Unloved work in a world I can live in

It’s the year 3023. I’m on the move, hiking across the land.
I came across one of these places people in the past called dumps, or landfills.
Grass and shrubs are growing on and between mounds of piled-up matter.
I can feel the mosses, lichen and fungi making their way through the piles;
I see the work that is taking place here, but there is still a lot to go through.
This is the labour that is often left unloved.

I walk across the clearing,
thinking that it almost looks like an abandoned field which could have been cultivated at some point.
But the shapes are odd for this land.
The plants that grow here are different to those in old clearings, there are less of them too.
Not everything can take root and make home in a soil that is not soil.

I knew of these places, but they never made sense to me.
Here death and decay don’t turn back to and for the living,
(well they might eventually),
but rather they just pile up, remain, and spread their toxicity.

I pass another mound.

Nothing really neither disappears nor stays forever.
There’s pieces of old technology here, heaps of plastic, glass bottles, things that disrupt the cyclicity.
But there is life in all of this.
Everything here is still made up of the same matter everything in life is made of, it’s just disgustingly distorted.
This will also disappear, or rather move on, like everything in living.
But for now, this is how this place is.

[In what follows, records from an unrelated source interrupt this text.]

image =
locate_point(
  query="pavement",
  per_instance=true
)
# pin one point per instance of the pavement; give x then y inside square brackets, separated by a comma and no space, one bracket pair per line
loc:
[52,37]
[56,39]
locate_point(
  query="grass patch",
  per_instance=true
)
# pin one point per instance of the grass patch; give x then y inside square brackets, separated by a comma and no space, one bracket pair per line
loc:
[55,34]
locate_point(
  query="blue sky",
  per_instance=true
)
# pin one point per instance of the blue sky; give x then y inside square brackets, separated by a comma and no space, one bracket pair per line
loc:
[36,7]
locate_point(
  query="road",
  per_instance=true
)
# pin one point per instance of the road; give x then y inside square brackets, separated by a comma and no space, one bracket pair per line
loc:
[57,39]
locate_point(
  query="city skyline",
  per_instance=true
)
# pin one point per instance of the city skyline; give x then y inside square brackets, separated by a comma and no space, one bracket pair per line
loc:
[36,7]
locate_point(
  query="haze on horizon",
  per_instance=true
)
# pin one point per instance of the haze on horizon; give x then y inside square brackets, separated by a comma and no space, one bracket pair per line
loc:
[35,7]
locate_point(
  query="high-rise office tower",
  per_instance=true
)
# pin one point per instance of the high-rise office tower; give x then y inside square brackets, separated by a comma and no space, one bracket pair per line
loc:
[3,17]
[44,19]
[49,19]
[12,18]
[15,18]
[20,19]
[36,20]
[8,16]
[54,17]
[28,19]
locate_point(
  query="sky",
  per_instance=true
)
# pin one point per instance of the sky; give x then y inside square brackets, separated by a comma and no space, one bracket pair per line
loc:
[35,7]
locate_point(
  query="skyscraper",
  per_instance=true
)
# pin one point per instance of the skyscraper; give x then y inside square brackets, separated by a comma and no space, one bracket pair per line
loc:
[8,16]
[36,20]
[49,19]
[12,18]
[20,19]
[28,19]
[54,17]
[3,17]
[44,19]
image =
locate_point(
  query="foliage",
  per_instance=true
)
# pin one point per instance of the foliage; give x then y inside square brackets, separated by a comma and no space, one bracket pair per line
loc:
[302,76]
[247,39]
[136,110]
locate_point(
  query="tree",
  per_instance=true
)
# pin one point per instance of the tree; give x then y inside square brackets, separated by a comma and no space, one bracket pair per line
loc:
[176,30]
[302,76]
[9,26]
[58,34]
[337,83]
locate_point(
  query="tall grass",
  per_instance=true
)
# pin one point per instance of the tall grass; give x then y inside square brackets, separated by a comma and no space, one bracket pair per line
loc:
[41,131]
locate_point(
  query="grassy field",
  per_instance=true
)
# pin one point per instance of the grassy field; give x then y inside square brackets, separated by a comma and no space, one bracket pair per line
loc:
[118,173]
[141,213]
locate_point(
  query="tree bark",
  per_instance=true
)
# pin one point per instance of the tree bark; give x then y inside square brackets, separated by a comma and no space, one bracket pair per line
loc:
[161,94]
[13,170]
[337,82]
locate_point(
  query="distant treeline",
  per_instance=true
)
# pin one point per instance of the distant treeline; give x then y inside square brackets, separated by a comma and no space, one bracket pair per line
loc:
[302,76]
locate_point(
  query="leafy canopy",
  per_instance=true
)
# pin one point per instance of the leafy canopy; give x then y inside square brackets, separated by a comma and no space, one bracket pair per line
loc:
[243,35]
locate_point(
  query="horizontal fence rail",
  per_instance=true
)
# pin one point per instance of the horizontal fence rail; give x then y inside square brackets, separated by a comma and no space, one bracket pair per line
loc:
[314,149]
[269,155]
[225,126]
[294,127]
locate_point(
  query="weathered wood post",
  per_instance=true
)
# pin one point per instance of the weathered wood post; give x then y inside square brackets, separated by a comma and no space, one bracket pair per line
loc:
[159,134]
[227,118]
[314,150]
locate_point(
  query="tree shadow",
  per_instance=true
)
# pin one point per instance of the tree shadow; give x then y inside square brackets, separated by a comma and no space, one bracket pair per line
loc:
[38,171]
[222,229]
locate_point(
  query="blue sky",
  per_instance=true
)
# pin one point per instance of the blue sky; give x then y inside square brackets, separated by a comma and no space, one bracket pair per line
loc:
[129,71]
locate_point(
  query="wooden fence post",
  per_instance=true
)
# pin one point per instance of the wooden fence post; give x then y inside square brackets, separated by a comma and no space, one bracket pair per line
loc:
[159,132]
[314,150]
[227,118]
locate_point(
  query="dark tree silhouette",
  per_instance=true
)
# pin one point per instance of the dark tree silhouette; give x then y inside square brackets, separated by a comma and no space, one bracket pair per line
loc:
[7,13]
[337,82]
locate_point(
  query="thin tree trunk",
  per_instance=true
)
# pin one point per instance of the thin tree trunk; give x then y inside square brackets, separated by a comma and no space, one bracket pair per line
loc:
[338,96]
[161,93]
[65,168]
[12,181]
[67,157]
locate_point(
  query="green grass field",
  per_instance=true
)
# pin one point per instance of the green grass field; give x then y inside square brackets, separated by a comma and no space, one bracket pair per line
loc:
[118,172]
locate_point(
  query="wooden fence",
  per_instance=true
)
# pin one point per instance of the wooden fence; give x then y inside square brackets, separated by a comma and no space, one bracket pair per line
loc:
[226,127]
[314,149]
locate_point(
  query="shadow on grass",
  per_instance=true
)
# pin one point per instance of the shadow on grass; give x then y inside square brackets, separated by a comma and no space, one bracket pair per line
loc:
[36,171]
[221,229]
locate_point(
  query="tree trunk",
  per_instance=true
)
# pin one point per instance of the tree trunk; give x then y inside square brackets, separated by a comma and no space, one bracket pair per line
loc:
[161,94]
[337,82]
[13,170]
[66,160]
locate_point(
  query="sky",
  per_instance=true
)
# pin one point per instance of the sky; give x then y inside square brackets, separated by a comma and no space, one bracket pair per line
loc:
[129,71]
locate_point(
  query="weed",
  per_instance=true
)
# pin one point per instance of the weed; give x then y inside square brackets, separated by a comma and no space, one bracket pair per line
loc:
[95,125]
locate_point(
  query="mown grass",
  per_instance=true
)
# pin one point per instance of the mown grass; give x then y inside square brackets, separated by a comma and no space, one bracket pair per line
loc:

A ghost of past pains,
an archive of odd arrangements.

I move on, get through the opening back to the woods, and while I walk among the trees I thank the critters and plants that do the work of breaking, of turning back to life.

  • Saana Hokkanen is a researcher based in Helsinki. Her research focuses on agricultural politics, multispecies relationality and world-making amidst capitalist violence. The text “Unloved work in a world that I can live in” is a piece of science-fiction ethnography, a passers-by description of a place and an ecology that do not exist in the current now. The piece was originally written at a Ursula Le Guin -writing workshop at a Degrowth Conference in Zagreb, Croatia, in August 2023.